Let’s see if there’s somebody with the same issue and can pour some light .

Thank you again.

Could you describe the steps to doing accomplish this?

I can think of creating a debian x64 machine, and passthru the usb with the image burned on it, but you keep the usb for booting each time or you install it to the VDisk?

Thank you in advance.

  1. Using StartWind V2V converter, build a new VM in ESXi using the Volumio image

  2. Flush the Volumio image on a Flash drive using Rufus

  3. Inset the Flash drive to ESXi host and pass-through it to the Volumio VM created in first step

  4. Now boot the VM and it will pick up image from Flash drive and deploy itself

  5. Don’t remove the Flash drive, Volumio will always this this drive to load (VMDK to boot, Flash drive to load)

Well, the thing was to install it inside the vm. But I am starting to accept that it will be with usb boot each time…

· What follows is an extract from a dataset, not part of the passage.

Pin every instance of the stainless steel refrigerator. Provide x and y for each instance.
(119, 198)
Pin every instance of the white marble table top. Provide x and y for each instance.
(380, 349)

I’ll try your method (At the moment I have the VM created with the other method, but it should be fine too, as it has the sh console working ) I will flash the img to the pendrive and passtrhu it to the VM and see what happens…

I appreciate your post.

Thank you very much.

I am not very well versed with ESXi - but shouldn’t it be possible to attach a virtual boot drive, instead of a USB pass through?

If so you can follow a similar method as Virtualbox to convert the .img file to a VMware virtual disk. For Virtualbox you could get away with vboxmanage convertfromraw

Good point, I can boot from a virtual DVD drive, it should be possible with usb as well, I’m going to dig into it, I’ll let you know if I can make it work.

Did anyone ever figure out how to make this work without needing a USB drive? I wasn’t able to figure out how to convert the .img into an .iso that would boot in VMware.

Pl Follow the instructions its simple.

Download the x86 img from the site.

Use starwind converter to convert img file to vmdk file.(non growable vmdk for esxi server)

Create a new vm with <linux<debian<6<64bit.

edit and remove the default hdd.

upload both .vmdk and vmdk config files to datastore location.

Now Edit the Created VM and add sata controller.

Add existing hdd pointing to uploaded vmdk file.

Then double click the attached hdd and change the controller to sata.

just start the volumio it should be working correctly.

not allowed to post more then one image in the post.